Ahead of the ANC's 55th National Conference in December 2022, there were rumours that Modise was a possible candidate to become ANC Deputy President. The ANC Women's League supported this proposal, but she did not appear on the ballot paper. Instead, the 55th National Conference re-elected her as an ordinary member of the ANC National Executive Committee; she was ranked 32nd of the 80 members elected.

== Animal cruelty charges ==
In July 2014, the NSPCA discovered a number of dead animals, including chickens, pigs, goats and geese, on a farm owned by Modise in Modderfontein outside Potchefstroom. The animals had starved to death and some of the surviving pigs were eating the carcasses of other animals. Modise said that the animals had been abandoned by a caretaker she had hired to monitor the farm while she was attending to her NCOP responsibilities in Cape Town, and she said she was "saddened" by the incident. She also said, "I am not a farmer. I am trying to farm. I am learning. But if you are a woman and you are learning you are not allowed to make mistakes". The Freedom Front Plus said that Modise was a poor example for emerging black farmers.

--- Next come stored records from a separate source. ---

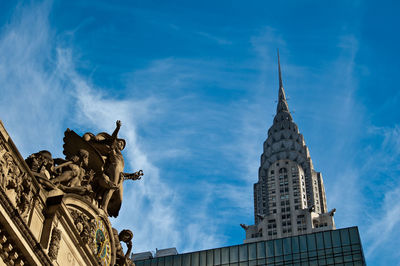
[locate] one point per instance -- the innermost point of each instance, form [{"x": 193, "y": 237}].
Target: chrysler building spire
[
  {"x": 289, "y": 197},
  {"x": 282, "y": 103}
]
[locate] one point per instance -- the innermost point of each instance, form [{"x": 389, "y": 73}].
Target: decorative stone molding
[
  {"x": 24, "y": 229},
  {"x": 85, "y": 226},
  {"x": 54, "y": 243}
]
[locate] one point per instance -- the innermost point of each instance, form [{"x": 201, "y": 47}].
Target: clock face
[{"x": 102, "y": 243}]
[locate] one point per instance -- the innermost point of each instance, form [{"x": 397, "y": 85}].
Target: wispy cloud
[{"x": 43, "y": 93}]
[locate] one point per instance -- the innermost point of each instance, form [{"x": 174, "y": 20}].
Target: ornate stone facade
[{"x": 54, "y": 211}]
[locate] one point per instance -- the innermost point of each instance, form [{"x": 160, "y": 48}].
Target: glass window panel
[
  {"x": 186, "y": 259},
  {"x": 279, "y": 259},
  {"x": 344, "y": 235},
  {"x": 178, "y": 260},
  {"x": 261, "y": 262},
  {"x": 270, "y": 248},
  {"x": 160, "y": 261},
  {"x": 168, "y": 261},
  {"x": 320, "y": 240},
  {"x": 203, "y": 258},
  {"x": 311, "y": 242},
  {"x": 287, "y": 246},
  {"x": 224, "y": 255},
  {"x": 252, "y": 251},
  {"x": 217, "y": 256},
  {"x": 337, "y": 251},
  {"x": 254, "y": 263},
  {"x": 312, "y": 254},
  {"x": 234, "y": 254},
  {"x": 327, "y": 240},
  {"x": 295, "y": 244},
  {"x": 354, "y": 235},
  {"x": 339, "y": 259},
  {"x": 260, "y": 250},
  {"x": 278, "y": 247},
  {"x": 210, "y": 261},
  {"x": 303, "y": 243},
  {"x": 335, "y": 238},
  {"x": 195, "y": 259},
  {"x": 243, "y": 253}
]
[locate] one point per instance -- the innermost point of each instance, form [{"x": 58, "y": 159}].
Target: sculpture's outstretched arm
[
  {"x": 115, "y": 133},
  {"x": 134, "y": 176}
]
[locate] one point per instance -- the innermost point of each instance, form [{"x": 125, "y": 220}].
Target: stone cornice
[{"x": 24, "y": 229}]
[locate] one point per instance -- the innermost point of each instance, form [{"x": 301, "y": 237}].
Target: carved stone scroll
[{"x": 54, "y": 243}]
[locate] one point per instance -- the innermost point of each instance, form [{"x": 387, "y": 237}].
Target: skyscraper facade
[{"x": 289, "y": 197}]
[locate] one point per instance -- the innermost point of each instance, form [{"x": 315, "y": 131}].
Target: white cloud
[{"x": 42, "y": 94}]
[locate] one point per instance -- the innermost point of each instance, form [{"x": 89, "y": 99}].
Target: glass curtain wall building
[{"x": 335, "y": 247}]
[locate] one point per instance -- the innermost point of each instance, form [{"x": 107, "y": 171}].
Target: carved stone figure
[
  {"x": 54, "y": 243},
  {"x": 42, "y": 166},
  {"x": 126, "y": 237},
  {"x": 85, "y": 227},
  {"x": 93, "y": 167},
  {"x": 107, "y": 162},
  {"x": 73, "y": 170}
]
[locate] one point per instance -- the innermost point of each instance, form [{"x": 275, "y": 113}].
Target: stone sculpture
[
  {"x": 126, "y": 237},
  {"x": 93, "y": 167}
]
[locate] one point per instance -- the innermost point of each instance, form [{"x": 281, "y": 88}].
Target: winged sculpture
[
  {"x": 107, "y": 163},
  {"x": 93, "y": 167}
]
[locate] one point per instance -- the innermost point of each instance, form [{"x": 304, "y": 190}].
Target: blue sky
[{"x": 195, "y": 85}]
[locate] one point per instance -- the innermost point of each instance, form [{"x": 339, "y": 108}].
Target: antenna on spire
[{"x": 279, "y": 68}]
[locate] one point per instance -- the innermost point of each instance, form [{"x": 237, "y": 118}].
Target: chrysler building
[{"x": 289, "y": 197}]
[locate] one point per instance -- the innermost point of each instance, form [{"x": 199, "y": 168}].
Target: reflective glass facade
[{"x": 336, "y": 247}]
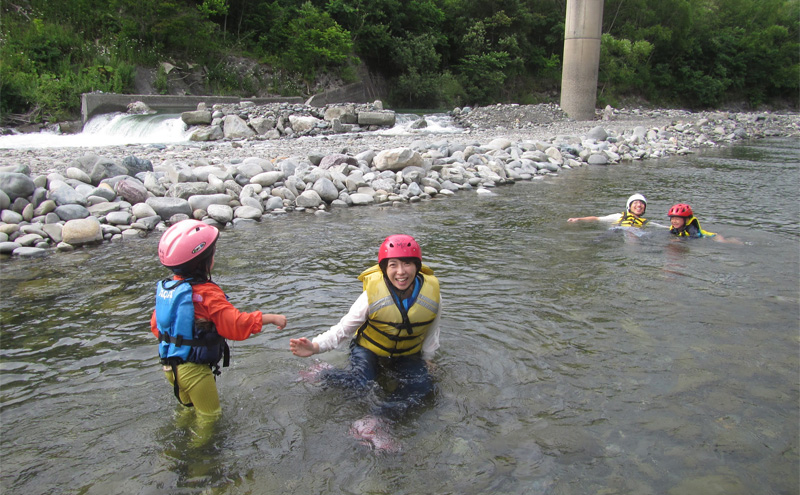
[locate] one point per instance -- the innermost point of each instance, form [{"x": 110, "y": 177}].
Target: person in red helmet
[
  {"x": 393, "y": 327},
  {"x": 683, "y": 223},
  {"x": 193, "y": 317}
]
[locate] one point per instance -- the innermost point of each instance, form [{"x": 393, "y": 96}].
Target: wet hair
[
  {"x": 197, "y": 270},
  {"x": 385, "y": 262}
]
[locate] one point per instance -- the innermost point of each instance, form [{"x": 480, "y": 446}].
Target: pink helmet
[
  {"x": 680, "y": 210},
  {"x": 185, "y": 241},
  {"x": 399, "y": 246}
]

On behalf of the NSPCA, AfriForum instituted private prosecution against Modise on animal cruelty charges. However, in April 2021, a Potchefstroom court found Modise not guilty, ruling that Modise had not been negligent and that the hired caretaker should be held responsible for the incident.

== Personal life ==
Modise has four children. She gave birth to a daughter named Boingotlo in January 1975 when she was still in high school. A second daughter, Mandisa, was born on 15 February 1980 at Johannesburg Hospital while Modise was being detained by the apartheid police. While Modise was occupied with her MK work, Boingotlo and Mandisa were raised by her mother.